Using Keras, build an MLP for binary classification with input dimension 20, two hidden layers (16 and 8 neurons, ReLU), and a suitable output layer. Compile it.

Solution
Python
from keras import models, layers
from keras.layers import Input

model = models.Sequential([
    Input(shape=(20,)),
    layers.Dense(16, activation='relu'),    # hidden 1
    layers.Dense(8,  activation='relu'),    # hidden 2
    layers.Dense(1,  activation='sigmoid')  # binary output
])

model.compile(optimizer='adam',
              loss='binary_crossentropy',
              metrics=['accuracy'])
model.summary()
OutputModel: "sequential" - Total params: 481 (trainable)

Binary output → 1 neuron + sigmoid + binary_crossentropy loss.

CodingQ10Build an RNN

Build a Keras model with an Embedding layer, a SimpleRNN layer, and a sigmoid output, for binary sentiment classification.

Solution
Python
from keras.models import Sequential
from keras.layers import Embedding, SimpleRNN, Dense

model = Sequential()
model.add(Embedding(input_dim=5000, output_dim=16))  # words -> vectors
model.add(SimpleRNN(32))                             # reads the sequence
model.add(Dense(1, activation='sigmoid'))            # 0/1 sentiment

model.compile(loss='binary_crossentropy',
              optimizer='adam', metrics=['accuracy'])
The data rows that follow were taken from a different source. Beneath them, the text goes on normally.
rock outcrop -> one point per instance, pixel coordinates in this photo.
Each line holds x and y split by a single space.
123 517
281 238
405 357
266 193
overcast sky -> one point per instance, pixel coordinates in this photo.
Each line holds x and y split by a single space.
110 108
Embedding turns word indices into dense vectors; SimpleRNN processes them in order; the sigmoid output gives a sentiment probability.

Short AnswerQ11Concept

Why is the choice of output-layer activation different for regression, binary classification and multi-class classification?

Model answer

The output activation must match the kind of answer needed. Regression needs any real number, so the output is linear (no activation). Binary classification needs a single probability in (0,1), so sigmoid. Multi-class needs probabilities across many classes that sum to 1, so softmax.

Short AnswerQ12RNN

Why might a basic RNN struggle to remember the start of a very long sentence, and what architectures fix this?

Model answer

Over long sequences, gradients are multiplied many times and shrink toward zero (vanishing gradient), so the RNN effectively "forgets" early information. LSTM and GRU add gating mechanisms to retain long-range context, and Transformers (Lecture 10) use self-attention to access any position directly.
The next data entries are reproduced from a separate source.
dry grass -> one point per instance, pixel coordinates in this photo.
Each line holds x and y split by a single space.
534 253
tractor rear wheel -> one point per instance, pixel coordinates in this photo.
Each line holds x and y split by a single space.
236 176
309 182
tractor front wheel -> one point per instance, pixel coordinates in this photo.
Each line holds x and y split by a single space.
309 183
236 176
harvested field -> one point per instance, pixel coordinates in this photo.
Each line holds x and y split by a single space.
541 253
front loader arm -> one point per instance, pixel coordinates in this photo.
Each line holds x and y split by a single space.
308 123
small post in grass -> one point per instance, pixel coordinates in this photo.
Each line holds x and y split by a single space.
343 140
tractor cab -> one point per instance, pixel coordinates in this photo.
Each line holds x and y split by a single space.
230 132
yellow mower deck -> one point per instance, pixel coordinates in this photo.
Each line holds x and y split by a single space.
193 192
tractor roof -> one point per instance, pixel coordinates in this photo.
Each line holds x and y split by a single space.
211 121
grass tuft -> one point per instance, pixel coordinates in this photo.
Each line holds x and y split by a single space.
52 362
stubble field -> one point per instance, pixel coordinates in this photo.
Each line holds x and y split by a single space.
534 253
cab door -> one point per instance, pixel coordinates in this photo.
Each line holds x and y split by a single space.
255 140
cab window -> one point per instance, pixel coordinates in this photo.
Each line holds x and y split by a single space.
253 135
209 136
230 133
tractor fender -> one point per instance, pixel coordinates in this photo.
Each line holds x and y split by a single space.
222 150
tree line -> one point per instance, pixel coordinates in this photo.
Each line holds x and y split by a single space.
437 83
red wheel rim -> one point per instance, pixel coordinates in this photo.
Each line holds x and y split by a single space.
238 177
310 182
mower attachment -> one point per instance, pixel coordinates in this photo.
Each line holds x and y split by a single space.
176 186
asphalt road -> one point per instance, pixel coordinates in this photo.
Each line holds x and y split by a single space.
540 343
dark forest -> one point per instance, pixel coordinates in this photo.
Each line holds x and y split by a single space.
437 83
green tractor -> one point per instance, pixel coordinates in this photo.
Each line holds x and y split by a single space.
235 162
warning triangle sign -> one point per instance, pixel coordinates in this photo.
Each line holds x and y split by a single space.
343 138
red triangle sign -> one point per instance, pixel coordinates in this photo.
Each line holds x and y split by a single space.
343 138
🎯 Lecture 8 — must-remember MLP = input + hidden layer(s) + output; hidden layers + non-linear activations enable non-linearity (Universal Approximation Theorem). Activations: ReLU (hidden), Sigmoid (binary out), Softmax (multi-class out), linear (regression out). Loss: MSE (regression), Cross-Entropy (classification). Optimizer default = Adam. RNN keeps a hidden state for sequences; LSTM/GRU fix long-memory.